25

14 0 0
                                    

"İşte geldi" diye düşündü, Hyunjin. Arkalarından geldiğini biliyordu. Jisung'a su atarken durmuş ve kendilerine bakmıştı. Ardından da Hyunjin'lerin arkasından sessizce gelmişti. Tebrik ediyordu Hyunjin. Onu en başta göremeseydi geldiğini anlamayacaktı.

Felix: Hyunjin ne yapıyorsun?

Hyunjin sırıtarak sarışına döndü.

Hyunjin: Yoksa kıskandın mı?

Felix içindeki duyguyu anlayamıyordu. Polisin yerinde olmak istiyor ve vurmak istiyordu. Lakin bu duygular onun için bir ilkti.

Felix: Ne diyorsun Hwang? O bir polis. Bilmem farkında mısın?
Hyunjin: Hwang mı?
Felix: Aynen öyle.

Hyunjin Felix'e boş boş bakıyordu. Hwang diye seslenmesini isteyeceği son kişiydi o.

Hyunjin: Hwang ha?

Kadın oradan tüymesi gerektiğini biliyordu. Yoksa bomba ona patlayabilirdi. Kadının gittiğini farkeden oğlan karşısındaki sarışına doğru yürümeye başlamişti.

Hyunjin: Hwang ha?
Felix: Aynen öyle?

Felix duraksadı Hyunjin iyi değildi. Ona göre iyi değildi. Sadece Hwang demişti. Neye bu kadar sinirlenmişti ki?

Felix: Hwang, iyi misin?
Hyunjin: Hala Hwang diyor. Beni delirtmek mi istiyorsun?
Felix: Ne dedim ki? Söyle de özür dileyeyim.

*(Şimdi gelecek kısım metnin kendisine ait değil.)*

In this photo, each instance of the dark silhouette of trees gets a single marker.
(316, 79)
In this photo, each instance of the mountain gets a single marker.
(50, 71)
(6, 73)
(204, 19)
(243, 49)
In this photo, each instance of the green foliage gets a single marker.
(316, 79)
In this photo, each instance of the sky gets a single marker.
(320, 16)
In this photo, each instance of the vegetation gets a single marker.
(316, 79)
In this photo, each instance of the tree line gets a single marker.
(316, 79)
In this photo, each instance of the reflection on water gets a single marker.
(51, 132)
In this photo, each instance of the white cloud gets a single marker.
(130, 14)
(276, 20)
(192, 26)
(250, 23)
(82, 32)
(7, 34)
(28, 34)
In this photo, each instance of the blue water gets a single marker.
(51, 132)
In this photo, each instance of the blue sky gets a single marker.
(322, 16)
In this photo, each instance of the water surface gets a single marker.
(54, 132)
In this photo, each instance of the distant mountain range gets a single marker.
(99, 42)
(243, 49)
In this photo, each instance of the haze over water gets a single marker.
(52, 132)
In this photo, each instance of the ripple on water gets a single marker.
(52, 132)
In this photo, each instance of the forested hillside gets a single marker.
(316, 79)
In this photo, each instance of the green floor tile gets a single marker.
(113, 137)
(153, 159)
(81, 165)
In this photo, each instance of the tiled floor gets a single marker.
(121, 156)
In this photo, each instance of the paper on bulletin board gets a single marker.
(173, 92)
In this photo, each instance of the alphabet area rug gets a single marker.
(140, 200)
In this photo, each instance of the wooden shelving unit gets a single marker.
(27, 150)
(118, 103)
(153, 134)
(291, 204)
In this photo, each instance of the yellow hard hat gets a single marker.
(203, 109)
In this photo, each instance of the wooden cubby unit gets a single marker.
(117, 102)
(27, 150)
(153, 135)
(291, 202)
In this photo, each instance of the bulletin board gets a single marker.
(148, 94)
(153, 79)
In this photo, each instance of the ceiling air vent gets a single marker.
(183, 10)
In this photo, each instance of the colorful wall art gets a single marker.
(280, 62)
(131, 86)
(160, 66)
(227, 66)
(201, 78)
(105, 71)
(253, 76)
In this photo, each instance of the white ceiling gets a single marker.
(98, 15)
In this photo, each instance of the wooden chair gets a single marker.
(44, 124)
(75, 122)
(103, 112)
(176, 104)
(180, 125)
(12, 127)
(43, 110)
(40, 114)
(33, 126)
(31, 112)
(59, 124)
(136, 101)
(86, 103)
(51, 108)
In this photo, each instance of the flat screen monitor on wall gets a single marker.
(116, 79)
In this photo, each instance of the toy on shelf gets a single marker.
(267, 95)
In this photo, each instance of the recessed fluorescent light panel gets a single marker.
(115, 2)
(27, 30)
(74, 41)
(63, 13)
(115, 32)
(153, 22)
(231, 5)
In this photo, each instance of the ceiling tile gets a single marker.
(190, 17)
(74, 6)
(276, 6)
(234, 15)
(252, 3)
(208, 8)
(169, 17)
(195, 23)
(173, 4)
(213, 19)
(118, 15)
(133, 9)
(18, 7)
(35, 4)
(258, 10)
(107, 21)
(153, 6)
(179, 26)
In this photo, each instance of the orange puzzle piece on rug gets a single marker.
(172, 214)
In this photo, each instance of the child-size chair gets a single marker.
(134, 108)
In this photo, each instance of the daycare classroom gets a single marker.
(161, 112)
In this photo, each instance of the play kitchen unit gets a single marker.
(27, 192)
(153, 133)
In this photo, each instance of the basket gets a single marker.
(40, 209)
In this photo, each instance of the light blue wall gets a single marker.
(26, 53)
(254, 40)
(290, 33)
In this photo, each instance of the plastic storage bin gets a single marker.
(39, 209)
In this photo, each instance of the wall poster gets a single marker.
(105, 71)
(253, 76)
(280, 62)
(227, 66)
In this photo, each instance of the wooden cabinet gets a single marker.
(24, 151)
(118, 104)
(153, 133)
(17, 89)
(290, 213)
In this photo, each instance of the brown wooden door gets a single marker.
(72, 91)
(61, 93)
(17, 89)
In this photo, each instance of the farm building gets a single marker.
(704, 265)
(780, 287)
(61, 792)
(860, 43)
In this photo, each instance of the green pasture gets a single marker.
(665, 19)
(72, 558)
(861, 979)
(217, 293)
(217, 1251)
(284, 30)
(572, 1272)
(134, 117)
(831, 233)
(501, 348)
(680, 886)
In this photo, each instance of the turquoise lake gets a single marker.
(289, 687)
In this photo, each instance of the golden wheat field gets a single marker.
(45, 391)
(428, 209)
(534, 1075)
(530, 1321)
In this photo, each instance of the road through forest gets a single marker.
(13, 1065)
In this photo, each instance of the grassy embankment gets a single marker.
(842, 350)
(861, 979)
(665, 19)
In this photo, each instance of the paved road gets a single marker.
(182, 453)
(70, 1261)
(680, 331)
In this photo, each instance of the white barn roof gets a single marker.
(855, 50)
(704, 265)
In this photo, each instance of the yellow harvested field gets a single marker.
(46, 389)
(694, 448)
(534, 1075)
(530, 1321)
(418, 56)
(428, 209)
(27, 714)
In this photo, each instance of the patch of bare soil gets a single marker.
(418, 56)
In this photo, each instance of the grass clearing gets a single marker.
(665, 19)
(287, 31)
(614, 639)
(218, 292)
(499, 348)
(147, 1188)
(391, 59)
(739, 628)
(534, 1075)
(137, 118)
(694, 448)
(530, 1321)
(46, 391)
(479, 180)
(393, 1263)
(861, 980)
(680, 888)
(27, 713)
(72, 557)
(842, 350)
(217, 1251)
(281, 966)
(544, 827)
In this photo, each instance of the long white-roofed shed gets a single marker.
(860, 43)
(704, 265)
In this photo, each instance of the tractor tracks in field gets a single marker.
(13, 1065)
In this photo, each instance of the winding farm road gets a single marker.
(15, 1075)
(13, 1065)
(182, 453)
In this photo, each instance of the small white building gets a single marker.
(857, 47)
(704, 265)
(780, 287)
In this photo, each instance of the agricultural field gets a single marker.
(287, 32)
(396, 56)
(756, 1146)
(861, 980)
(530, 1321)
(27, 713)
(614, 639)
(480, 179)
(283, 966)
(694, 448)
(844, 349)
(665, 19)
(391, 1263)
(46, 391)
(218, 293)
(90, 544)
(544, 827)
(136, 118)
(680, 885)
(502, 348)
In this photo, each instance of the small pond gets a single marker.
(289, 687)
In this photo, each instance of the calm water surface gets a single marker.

Korkmuştu, Felix. En son babası böyle yürümüştü ona.

Felix: Tamam, özür dilerim. Bir daha demem.

Kazıklanmış bedenini hareket ettirdiğinde geç kalmıştı, sarışın. Hyunjin kolunu tutmuş ona bakıyordu.

Felix: bir şey söyleyecek misin?

Hyunjin çenesini kavradığında daha da korkmuştu, Felix. Ona dokunacak mıydı?

Hyunjin: Hyunjin de, Felix.

Felix kafasını hızla sallamış ve konuşmaya başlamıştı.

Felix: Hyunjin. Bak, dedim işte. Artık bırak beni.

Hyunjin onu yakınlarında olan bir ağaca itmiş ve kollarıyla duvar örmüştü.

Felix: Hyunjin, bırak beni. Lütfen!

Hyunjin yüzlerini yine yakınlaştırmış, Felix'in gözlerine bakıyordu.

Hyunjin: Ne hissettin?
Felix: Ne zaman?

Nefesleri birbirlerine değerken rahat değildi Felix. Ona zorla dokunacağından korkuyordu.

Hyunjin: Kadınla öpüştüğümü görünce. Ne hissettin?
Felix: Doğruyu söylersem bırakacaksın değil mi?
Hyunjin: Bırakacağım.

Ona söylemeyecekti. Felix'in bünyesi böyleydi. Ona söyleyince utanmayacağını biliyor ama yinede söylemek istemiyordu.

Felix: Hiç birşey.
Hyunjin: Doğruyu söyle.
Felix: Hiç bir şey dedim ya.
Hyunjin: Felix.
Felix: Efen-

Sözünü kesen Hyunjin'in daha da yakınlaşan dudaklarıydı. Kabül etmeliydi ki onlara değmek istiyordu lakin bünyesi buna izin vermiyordu. Çok önceden böyle şeylere duvar örmüş ve uzak durmuştu. Bir anda bu isteğin çıkmasıyla duygularını anlayamıyor ve her zaman ki gibi bedeni dokunulmaktan uzak durmaya çalışıyordu.

Hyunjin: Şimdi, doğruyu söyle.
Felix: Kızın yerinde olmak istedim. Şimdi bırakacak mısın beni?

Hyunjin şaşkınlıkla kısılmış gözlerini normale çevirdi. Felix'in böyle bir şey diyeceğini tahmin edememişti.